$f_n, f \in L^1$ and pointwise convergence implies ...

Question

Let $f_n, f \in L^1(\mathbb{R}), f_n \to f$ pointwise. Then $\int \left|f_n-f\right| \to 0$ iff $\int \left|f_n\right| \to \int \left|f\right|$.

My attempt was to use the Triangle Inequality for one side. Certainly taking convergence in mean as true we have convergence in mean of the absolute values, because of the triangle inequality.

Now, take convergence in mean of the absolute values. How to show convergence in mean of the original functions? I'm not even sure where pointwise convergence comes into play at this point. The only thing I tried was Egoroff's Theorem, and that led to nothing.

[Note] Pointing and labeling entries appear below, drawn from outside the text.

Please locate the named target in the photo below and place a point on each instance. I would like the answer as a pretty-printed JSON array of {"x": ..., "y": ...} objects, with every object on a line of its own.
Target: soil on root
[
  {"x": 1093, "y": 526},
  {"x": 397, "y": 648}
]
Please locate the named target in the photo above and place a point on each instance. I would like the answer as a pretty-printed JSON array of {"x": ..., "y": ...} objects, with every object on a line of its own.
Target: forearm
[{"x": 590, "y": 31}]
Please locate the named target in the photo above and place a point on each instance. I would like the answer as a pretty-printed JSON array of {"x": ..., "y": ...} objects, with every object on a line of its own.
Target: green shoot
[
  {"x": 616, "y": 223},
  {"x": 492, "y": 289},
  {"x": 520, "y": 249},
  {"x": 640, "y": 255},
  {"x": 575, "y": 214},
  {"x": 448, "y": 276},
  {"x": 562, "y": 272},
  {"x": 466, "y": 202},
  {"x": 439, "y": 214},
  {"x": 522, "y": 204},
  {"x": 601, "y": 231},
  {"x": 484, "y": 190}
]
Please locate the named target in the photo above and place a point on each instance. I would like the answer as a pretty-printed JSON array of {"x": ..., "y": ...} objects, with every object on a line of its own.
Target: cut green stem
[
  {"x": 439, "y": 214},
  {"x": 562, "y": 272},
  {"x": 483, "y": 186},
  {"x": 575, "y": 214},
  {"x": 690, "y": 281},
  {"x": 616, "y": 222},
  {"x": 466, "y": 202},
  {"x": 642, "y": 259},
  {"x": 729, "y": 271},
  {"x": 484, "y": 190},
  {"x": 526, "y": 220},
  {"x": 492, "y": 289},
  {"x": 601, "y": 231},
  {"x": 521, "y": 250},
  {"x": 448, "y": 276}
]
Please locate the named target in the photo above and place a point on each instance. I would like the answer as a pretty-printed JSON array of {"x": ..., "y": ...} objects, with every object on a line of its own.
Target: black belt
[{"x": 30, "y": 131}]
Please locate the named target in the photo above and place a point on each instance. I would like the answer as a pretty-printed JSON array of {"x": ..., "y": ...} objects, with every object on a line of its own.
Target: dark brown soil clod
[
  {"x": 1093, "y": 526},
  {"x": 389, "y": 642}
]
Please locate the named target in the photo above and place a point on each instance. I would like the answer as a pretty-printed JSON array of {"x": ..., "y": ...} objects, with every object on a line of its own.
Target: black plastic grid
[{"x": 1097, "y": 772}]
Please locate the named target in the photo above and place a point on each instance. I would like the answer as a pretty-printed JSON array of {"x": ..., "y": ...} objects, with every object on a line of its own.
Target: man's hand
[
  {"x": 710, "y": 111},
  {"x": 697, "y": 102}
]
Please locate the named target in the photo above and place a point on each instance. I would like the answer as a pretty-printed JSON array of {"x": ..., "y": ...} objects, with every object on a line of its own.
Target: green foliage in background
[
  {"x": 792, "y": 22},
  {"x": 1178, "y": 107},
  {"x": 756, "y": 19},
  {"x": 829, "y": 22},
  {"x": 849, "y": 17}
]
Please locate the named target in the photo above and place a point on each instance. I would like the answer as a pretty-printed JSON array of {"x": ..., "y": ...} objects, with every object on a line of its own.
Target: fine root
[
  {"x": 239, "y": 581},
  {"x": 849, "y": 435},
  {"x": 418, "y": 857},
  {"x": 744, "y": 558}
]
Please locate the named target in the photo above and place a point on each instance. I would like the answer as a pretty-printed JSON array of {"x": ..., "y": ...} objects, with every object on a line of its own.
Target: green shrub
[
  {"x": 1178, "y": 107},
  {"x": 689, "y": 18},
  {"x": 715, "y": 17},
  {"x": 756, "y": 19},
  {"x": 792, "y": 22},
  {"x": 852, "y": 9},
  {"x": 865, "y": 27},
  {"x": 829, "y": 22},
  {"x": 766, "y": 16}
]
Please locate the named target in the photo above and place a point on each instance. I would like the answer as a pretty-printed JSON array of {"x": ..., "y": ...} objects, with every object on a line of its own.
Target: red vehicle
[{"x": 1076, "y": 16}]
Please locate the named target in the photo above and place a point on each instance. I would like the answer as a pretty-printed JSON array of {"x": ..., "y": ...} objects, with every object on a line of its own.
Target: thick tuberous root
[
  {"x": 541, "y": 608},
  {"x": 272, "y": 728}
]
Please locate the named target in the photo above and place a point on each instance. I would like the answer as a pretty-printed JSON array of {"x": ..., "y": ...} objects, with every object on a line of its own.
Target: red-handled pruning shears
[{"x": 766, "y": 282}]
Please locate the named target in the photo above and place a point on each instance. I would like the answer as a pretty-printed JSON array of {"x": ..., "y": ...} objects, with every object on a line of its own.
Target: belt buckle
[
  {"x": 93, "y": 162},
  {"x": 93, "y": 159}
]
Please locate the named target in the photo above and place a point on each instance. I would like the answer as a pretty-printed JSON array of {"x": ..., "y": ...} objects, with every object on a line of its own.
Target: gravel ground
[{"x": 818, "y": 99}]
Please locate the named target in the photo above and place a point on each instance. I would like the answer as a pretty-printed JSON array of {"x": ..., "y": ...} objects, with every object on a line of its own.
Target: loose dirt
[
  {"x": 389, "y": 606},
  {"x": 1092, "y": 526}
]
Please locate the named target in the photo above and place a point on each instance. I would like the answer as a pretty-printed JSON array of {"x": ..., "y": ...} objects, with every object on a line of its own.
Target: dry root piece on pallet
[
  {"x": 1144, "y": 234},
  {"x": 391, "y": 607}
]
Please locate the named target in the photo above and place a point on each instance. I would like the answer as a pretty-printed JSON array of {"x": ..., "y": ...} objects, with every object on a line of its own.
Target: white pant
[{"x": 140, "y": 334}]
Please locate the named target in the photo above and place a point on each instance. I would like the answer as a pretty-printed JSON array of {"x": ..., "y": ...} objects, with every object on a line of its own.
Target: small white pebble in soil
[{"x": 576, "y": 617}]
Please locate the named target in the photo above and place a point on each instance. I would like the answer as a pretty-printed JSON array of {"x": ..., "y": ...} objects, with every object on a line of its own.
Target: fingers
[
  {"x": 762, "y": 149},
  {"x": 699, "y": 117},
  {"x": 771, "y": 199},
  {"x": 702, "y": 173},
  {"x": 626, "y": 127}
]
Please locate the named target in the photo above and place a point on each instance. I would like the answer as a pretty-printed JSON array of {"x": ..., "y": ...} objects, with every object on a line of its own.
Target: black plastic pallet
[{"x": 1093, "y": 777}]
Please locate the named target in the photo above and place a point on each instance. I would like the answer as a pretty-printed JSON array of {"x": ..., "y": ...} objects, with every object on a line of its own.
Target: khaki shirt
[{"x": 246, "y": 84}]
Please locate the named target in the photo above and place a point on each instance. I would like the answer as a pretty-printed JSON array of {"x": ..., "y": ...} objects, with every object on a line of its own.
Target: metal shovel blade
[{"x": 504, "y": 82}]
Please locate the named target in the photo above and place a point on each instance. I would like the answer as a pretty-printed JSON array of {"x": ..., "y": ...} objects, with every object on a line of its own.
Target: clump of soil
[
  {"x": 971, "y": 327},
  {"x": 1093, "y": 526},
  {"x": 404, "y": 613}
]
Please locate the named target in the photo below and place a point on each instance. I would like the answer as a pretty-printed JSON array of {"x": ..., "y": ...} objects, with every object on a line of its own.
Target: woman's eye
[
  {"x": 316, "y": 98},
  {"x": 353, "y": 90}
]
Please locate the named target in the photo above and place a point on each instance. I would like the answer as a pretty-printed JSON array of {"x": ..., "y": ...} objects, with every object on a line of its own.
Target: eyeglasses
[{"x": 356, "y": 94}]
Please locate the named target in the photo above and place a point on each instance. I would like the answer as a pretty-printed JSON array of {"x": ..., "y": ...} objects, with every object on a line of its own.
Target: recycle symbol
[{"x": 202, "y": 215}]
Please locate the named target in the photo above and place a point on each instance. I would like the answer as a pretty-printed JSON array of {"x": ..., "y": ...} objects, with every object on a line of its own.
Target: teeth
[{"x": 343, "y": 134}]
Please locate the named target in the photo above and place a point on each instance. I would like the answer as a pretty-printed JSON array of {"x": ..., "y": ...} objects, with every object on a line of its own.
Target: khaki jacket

I would appreciate a hint, or a link if this is a repeated problem (I have a feeling it's standard, but I couldn't find it in the drop-down menu when I typed out the title).

Answer 1

Note that $$\left|\int_\Bbb R |f|-|f_n|\right|\leqslant \int_\Bbb R ||f|-|f_n||\leqslant \int_\Bbb R |f-f_n|=\lVert f-f_n\rVert$$

This shows one direction.

For the other direction, use Fatou's lemma with $g_n=|f_n|+|f|-|f-f_n|\geqslant 0$, $g=\liminf g_n$.